In Deutschland kein Verkaufsschlager
Immerhin: Hat man die ersten Meter bewältigt, sind die dann folgenden Kilometer eine Wellnesskur. Denn wenn die 375 Kilogramm schwere Kawasaki VN 2000 erst einmal rollt, dann kann man schnell in den entspannenden Cruisin’-Modus schalten. Trotz ihres ewig langen Radstands von einsdreiundsiebzig ist die Kawa keinesfalls behäbig. Niedrige Sitzhöhe (68 cm) und breiter Lenker (102,5 cm) sorgen dafür, dass sich die VN trotz gewaltiger Radlast und 150er-Vorderreifen einigermaßen handlich bewegen lässt. Eine wahre Wonne ist natürlich der gewaltige V-Zwo, der bei blubbernden 3.200/min sein Drehmomentpeak von 177 Nm an die 200er-Hinterradwalze schickt. Ob es daran liegt, dass deutsche Mannen nicht mit dem Ami-Maß 46-93-180 in Beziehung zu setzen sind? Denn hierzulande konnte sich der brachiale Brocken nicht durchsetzen. Gerade einmal 600 Stück wurden in den sechs Verkaufsjahren unters Volk gebracht. Damit hat die VN 2000 fast schon Seltenheitswert. Und das macht sie als Gebrauchte begehrenswert.
Modellpflege

2004: Markteinführung der Kawasaki VN 2000 mit Modellcode VN2000-A1H. Farbe: Purple, Preis: 17.195 Euro. Verkäufe in Deutschland: 253 Stück.
2005: Kawasaki VN 2000 - Modellcode VN2000-A2H. Lichtmaschinenkapazität von 70 auf 120 Watt erhöht.

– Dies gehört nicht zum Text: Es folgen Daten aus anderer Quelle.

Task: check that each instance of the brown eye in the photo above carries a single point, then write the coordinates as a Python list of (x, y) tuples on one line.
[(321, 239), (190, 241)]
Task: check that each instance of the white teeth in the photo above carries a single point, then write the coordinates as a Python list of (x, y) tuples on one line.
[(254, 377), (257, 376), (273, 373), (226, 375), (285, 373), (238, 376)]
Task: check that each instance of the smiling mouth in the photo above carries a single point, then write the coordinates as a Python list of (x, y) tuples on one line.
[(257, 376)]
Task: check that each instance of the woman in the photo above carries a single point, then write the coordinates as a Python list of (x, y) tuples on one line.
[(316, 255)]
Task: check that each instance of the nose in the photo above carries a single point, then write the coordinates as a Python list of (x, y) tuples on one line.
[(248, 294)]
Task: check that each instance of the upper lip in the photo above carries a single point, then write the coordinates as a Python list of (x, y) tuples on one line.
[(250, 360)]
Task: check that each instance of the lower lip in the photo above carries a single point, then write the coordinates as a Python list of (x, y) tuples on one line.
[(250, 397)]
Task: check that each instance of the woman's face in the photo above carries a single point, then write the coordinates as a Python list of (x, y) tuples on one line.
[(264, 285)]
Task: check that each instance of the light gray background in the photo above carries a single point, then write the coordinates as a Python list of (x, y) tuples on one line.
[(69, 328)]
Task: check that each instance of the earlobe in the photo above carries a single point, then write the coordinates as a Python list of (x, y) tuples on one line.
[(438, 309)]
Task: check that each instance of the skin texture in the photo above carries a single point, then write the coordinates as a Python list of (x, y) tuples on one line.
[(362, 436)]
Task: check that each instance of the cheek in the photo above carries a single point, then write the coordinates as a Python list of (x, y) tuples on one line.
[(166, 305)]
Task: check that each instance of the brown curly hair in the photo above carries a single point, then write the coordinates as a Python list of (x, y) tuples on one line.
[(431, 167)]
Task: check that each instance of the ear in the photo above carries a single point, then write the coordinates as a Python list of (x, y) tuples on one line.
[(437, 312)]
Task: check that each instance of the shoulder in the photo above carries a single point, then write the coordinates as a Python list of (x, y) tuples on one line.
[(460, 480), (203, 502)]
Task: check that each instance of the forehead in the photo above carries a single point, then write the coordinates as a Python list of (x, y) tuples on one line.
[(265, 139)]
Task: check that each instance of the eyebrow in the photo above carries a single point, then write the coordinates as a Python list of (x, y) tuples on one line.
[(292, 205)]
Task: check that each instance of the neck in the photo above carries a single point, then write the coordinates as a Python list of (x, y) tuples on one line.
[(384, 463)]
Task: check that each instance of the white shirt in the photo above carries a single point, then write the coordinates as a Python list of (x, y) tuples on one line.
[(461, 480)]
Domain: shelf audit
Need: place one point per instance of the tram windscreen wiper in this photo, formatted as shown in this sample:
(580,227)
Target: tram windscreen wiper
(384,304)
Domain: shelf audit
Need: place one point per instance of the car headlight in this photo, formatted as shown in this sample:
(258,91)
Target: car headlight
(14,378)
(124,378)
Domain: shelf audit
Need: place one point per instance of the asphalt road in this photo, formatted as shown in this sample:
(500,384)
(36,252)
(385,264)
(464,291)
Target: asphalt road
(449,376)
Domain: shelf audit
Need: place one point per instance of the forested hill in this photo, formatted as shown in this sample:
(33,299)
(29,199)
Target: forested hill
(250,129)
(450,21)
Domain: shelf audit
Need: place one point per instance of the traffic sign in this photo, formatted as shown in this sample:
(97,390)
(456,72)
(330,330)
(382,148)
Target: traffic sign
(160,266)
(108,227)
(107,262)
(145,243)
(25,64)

Farbe: Schwarz, Preis: 17.195 Euro. Verkäufe in Deutschland: 89 Stück.
2006: Kawasaki VN 2000 - Modellcode VN2000-A6F. Seitenständer für leichteres Anheben modifiziert. Farbe Schwarz/Silber, Preis: 17.365 Euro. Verkäufe in Deutschland: 40 Stück.
2007: Technik, Farbe und Preis unverändert, Modellcode bleibt wie 2006. Verkäufe in Deutschland: k. A.
2008: Markteinführung der Kawasaki VN 2000 Classic mit neu gestaltetem Frontscheinwerfer und veränderter Lenkerkröpfung, Modellcode VN2000H8F. Farbe: Schwarz, Preis: 13.995 Euro. Verkäufe in Deutschland: 167 Stück.
2009: Kawasaki VN 2000 - Modellcode VN2000H9F, Technik und Farbe unverändert, Preis: 14.995 Euro. Verkäufe in Deutschland: 66 Stück.
2010: Letztes Verkaufsjahr, Kawasaki VN 2000 - Modellcode VN2000HAF, Technik und Farbe unverändert, Preis: 15.395 Euro. Verkäufe in Deutschland: k. A.
Rückrufe
2004: Überprüfung und ggf. Montage eines Bremsleitungshalters beim Typ VN2000-A1H mit den Fahrgestellnummern JKB…0120 bis JKB…4629.
Marktsituation
Cruiser bleiben meist lange im Erstbesitz. Das gilt auch für die Kawasaki VN 2000. Die einst bescheidenen Neuverkäufe sorgen ohnehin für ein sehr knappes Angebot. Geduld lautet die Devise.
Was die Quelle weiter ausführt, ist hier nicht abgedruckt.